Salaheddin J. Juneidi*
| Rami M. Amro
© 2025 The authors. This article is published by IIETA and is licensed under the CC BY 4.0 license (http://creativecommons.org/licenses/by/4.0/).
OPEN ACCESS
Vegetables are one of the most daily consumable crops, and mass produced in greenhouses. Several previous experimental scientific studies have reported on the main chemical elements that speed the growth rate and crop amount. While experimental studies are taking a long time to investigate the effect of these chemical elements on the plant and harvest growth. Biophysical modelling which relies on biochemical and biophysical mechanisms can reduce the time and chemical waste, in addition it offers insights to scientists, engineers and farmers at the same time. Moreover, recent advances in Internet of Things (IoT) help to control growth factors such as irrigation, temperature, light intensity, and humidity etc. IoT provides practical solutions to simultaneous measurements of ionic concentration in soil and plants. In this research paper, we have developed a model that consists of a few differential equations that model biochemical and biophysical mechanisms. These equations are significant to predict and to supervise tomato plant’s growth to increase crop production. The model offers experimentally validated predictions, and extrapolates the effect of three main chemical nutrients; Nitrogen, Potassium, and Phosphorus on the life cycle of tomato. The model has the advantage over previous modelling attempts; it uses less number of parameters that are involved directly to plant growth and production. Moreover, it incorporates time explicitly. The model has low dimensionality compared to existing models, yet it reproduces the experimentally observed effects on tomato growth and crop amount.
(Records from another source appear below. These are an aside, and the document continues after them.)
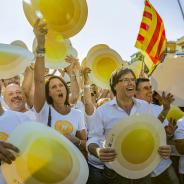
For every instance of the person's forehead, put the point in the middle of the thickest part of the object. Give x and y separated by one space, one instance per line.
145 84
127 75
55 81
13 88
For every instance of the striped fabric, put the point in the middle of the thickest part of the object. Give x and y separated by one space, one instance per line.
151 39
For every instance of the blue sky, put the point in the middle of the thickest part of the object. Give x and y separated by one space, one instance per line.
113 22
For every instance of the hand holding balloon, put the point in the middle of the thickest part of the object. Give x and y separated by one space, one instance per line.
6 154
40 31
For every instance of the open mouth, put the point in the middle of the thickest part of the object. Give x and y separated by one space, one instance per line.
60 95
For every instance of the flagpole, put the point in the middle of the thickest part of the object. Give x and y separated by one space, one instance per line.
181 9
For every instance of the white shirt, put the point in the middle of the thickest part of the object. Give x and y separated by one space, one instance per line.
94 161
106 116
65 124
179 134
109 114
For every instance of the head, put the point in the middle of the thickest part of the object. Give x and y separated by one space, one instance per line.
144 89
15 98
122 83
102 101
56 91
15 80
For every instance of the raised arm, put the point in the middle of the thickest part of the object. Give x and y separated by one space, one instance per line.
89 107
40 31
73 70
27 85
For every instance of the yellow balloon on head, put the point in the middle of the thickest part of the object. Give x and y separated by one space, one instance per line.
64 16
57 48
102 61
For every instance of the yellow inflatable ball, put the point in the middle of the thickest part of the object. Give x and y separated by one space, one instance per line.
64 16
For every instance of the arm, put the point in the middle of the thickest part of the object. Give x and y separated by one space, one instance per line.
89 107
95 139
39 70
166 102
27 85
73 70
6 154
179 137
179 143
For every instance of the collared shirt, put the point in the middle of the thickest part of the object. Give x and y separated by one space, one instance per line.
105 117
109 114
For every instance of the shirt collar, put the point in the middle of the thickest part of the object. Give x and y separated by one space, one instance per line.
114 101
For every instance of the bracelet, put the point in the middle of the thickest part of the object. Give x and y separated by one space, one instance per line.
40 50
162 115
38 55
80 142
87 86
72 75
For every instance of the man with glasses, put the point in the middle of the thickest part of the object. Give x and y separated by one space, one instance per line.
124 104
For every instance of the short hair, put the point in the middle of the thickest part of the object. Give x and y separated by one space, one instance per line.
140 80
48 98
116 75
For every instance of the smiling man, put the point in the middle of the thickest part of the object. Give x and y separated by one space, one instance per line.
15 99
108 115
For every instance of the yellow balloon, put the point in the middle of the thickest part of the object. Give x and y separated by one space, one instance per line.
130 147
64 16
57 48
102 61
84 61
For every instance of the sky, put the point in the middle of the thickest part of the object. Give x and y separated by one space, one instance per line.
113 22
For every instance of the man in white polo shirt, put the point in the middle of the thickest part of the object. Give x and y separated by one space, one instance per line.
15 99
164 173
123 105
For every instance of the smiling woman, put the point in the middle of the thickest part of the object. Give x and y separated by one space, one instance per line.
51 99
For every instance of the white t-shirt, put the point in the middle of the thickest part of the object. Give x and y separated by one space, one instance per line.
65 124
179 134
9 120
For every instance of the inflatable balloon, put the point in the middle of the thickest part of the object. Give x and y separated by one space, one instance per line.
14 60
136 140
45 156
64 16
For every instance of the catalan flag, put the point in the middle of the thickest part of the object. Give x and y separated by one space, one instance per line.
151 39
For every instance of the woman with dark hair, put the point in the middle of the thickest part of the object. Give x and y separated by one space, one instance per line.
51 99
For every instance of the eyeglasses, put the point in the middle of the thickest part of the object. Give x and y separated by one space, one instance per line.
126 80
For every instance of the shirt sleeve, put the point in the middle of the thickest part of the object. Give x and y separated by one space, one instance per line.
96 131
179 133
81 125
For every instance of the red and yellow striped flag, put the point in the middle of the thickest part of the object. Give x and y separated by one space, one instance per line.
151 39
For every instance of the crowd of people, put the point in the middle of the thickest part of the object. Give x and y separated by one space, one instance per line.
88 113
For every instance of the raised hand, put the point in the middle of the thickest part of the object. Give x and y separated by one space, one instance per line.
40 30
6 154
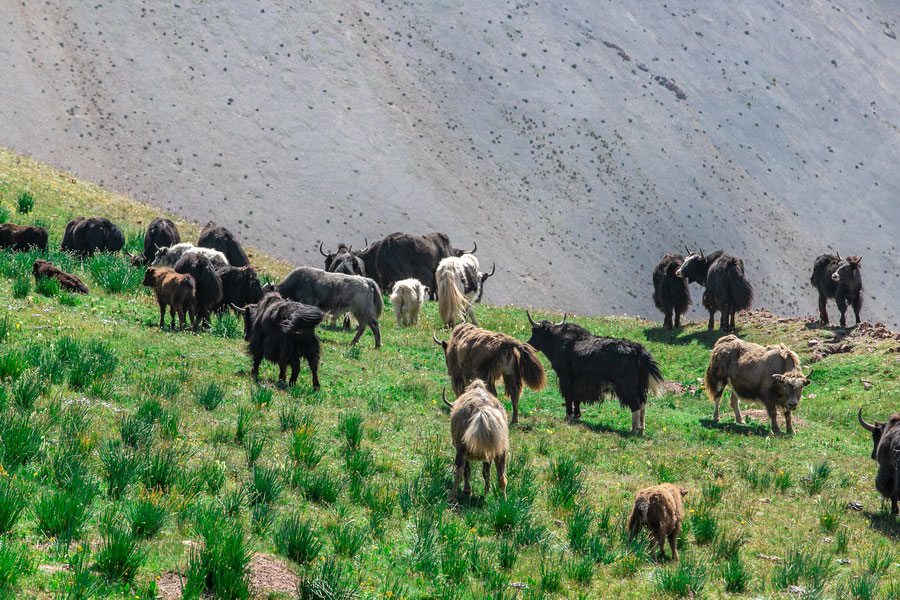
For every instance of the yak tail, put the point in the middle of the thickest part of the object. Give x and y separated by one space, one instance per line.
487 435
531 369
451 303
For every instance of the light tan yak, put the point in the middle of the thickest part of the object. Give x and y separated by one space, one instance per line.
766 375
475 353
479 431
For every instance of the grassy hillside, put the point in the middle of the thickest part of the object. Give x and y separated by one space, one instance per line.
111 426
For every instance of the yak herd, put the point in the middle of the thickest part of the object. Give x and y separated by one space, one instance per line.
280 322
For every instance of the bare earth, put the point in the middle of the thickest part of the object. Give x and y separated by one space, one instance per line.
576 141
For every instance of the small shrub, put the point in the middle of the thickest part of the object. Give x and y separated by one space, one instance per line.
297 540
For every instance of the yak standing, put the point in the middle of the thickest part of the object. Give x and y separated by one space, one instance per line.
474 353
671 294
886 452
838 278
590 366
460 286
727 289
479 431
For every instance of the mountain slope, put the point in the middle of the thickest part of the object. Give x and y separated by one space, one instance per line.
576 142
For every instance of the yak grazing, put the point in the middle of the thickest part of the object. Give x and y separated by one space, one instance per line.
838 278
475 353
727 290
84 236
161 233
459 286
671 294
22 237
282 331
407 298
218 238
479 432
660 509
175 290
336 293
590 366
886 452
67 281
766 375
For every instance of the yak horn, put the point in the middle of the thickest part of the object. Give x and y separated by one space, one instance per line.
862 422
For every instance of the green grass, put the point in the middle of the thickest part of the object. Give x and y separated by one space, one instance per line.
102 411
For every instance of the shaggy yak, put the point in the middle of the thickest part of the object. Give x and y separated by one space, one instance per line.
670 292
208 284
84 236
459 285
218 238
282 331
766 375
660 509
175 291
474 353
161 233
590 366
67 281
727 290
22 237
886 452
337 294
407 298
838 278
479 431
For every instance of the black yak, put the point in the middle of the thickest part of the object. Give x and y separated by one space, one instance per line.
671 294
766 375
67 281
161 233
475 353
282 331
840 279
218 238
590 366
22 237
886 452
84 236
727 289
208 284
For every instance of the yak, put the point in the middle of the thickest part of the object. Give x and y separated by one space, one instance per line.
727 289
460 286
479 432
67 281
161 233
240 286
22 237
282 331
766 375
886 452
475 353
337 294
218 238
208 284
590 366
838 278
85 235
671 294
175 290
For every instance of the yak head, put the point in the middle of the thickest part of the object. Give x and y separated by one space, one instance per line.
542 333
791 385
848 271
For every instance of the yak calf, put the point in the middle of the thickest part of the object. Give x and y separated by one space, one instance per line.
479 431
660 509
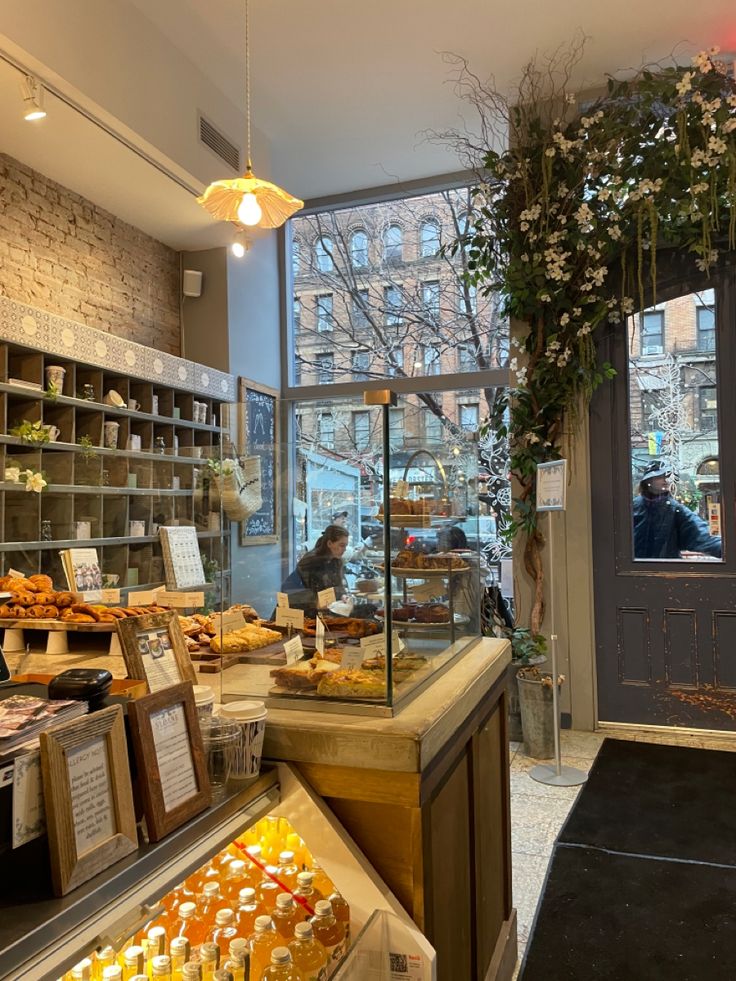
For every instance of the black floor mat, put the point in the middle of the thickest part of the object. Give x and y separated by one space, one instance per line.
609 917
665 801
IoT, Arduino, NPK sensors, modelling, differential equations
Using IoT for modeling Nitrogen (N), Phosphorous (P), and Potassium (K) (NPK) nutrition in planting vegetables can be a beneficial approach. By incorporating IoT devices and sensors into smart green houses, you can collect real-time data on various environmental factors, such as soil moisture, temperature, and light levels [1, 2]. To model NPK nutrition, you can deploy IoT sensors that measure the nutrient levels in the soil. These sensors can provide data on the current nutrient status and help you monitor and optimize the NPK levels for optimal vegetable growth. By connecting these sensors to a central system or platform, you can collect and analyze the data to gain insights into the nutrient levels and make informed decisions about fertilizer application. Additionally, IoT devices can assist in automating the irrigation process based on the measured soil moisture levels. This ensures that plants receive adequate water while avoiding overwatering or under watering, which can impact nutrient availability and uptake. Furthermore, by integrating weather data into your modeling system, you can account for external factors that influence nutrient absorption, such as rainfall patterns and temperature changes. This holistic approach can help you develop a comprehensive model for NPK nutrition in your vegetable garden. Overall, utilizing IoT for modeling NPK nutrition in planting vegetables enables precision agriculture, optimizing nutrient management, and promoting healthier and more productive crops. In previous paper [3], we have seen in practice through data collection the importance of calibrating the amount of nutrients that are important for the plants. This calibration is fully depending on plant’s several growth levels, from plant nursing stage until fruit harvesting stage.
NPK refers to the three major nutrients that are essential for plant’s growth: Nitrogen (N), Phosphorous (P), and Potassium (K). These fertilizers are mostly found in nutrients and soil and used to improve plant growth and crop production.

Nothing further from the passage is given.